The U.S. Food and Drug Administration (FDA) has requested that all ranitidine products, commonly known as Zantac, be pulled from store shelves immediately.
The agency, which launched an investigation into the over-the-counter heartburn medication in 2019, said on Wednesday that it found a contaminant called N-nitrosodimethylamine, or NDMA, at levels which increase over time.
NDMA is classified as a probable human carcinogen. The agency expressed concern that improper storage of ranitidine products -- which are intended to help reduce stomach acid -- could potentially harm consumers.
"We didn't observe unacceptable levels of NDMA in many of the samples that we tested," Dr. Janet Woodcock, director of the FDA's Center for Drug Evaluation and Research, said a statement. "However, since we don't know how or for how long the product might have been stored, we decided that it should not be available to consumers and patients unless its quality can be assured.”
Consumers advised to stop taking ranitidine products
In its announcement, the FDA said it is sending letters to all manufacturers of ranitidine requesting that they remove products from the market as soon as possible.
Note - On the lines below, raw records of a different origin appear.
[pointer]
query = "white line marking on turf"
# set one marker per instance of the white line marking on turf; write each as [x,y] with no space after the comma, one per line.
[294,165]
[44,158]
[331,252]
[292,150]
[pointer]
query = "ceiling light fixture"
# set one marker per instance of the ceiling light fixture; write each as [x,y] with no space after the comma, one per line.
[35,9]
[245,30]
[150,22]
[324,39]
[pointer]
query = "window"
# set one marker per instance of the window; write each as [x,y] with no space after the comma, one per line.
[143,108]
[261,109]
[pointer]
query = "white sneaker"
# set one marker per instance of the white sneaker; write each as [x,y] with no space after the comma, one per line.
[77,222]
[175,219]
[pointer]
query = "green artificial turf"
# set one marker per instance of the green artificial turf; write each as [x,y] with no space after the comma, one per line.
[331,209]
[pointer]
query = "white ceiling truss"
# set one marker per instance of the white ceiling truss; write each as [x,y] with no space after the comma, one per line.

In light of its discovery, the agency is advising consumers to stop taking ranitidine tablets or liquid medications. Consumers who have the drugs in their possession should not bring them to a “drug take-back location” because of the COVID-19 crisis. Instead, the FDA recommends following disposal instructions in the medication guide or following its own guidance on safely disposing of unused medicines.
The agency’s decision to have the products pulled from the market comes roughly seven months after CVS, Walgreens, and Walmart announced that they would halt sales of Zantac and other over-the-counter ranitidine medications following the FDA’s determination that the products may contain a low level of NDMA. CVS said at the time that it would withdraw the products “out of an abundance of caution”
The FDA said it will continue its efforts to “ensure impurities in other drugs do not exceed acceptable limits so that patients can continue taking medicines without concern.”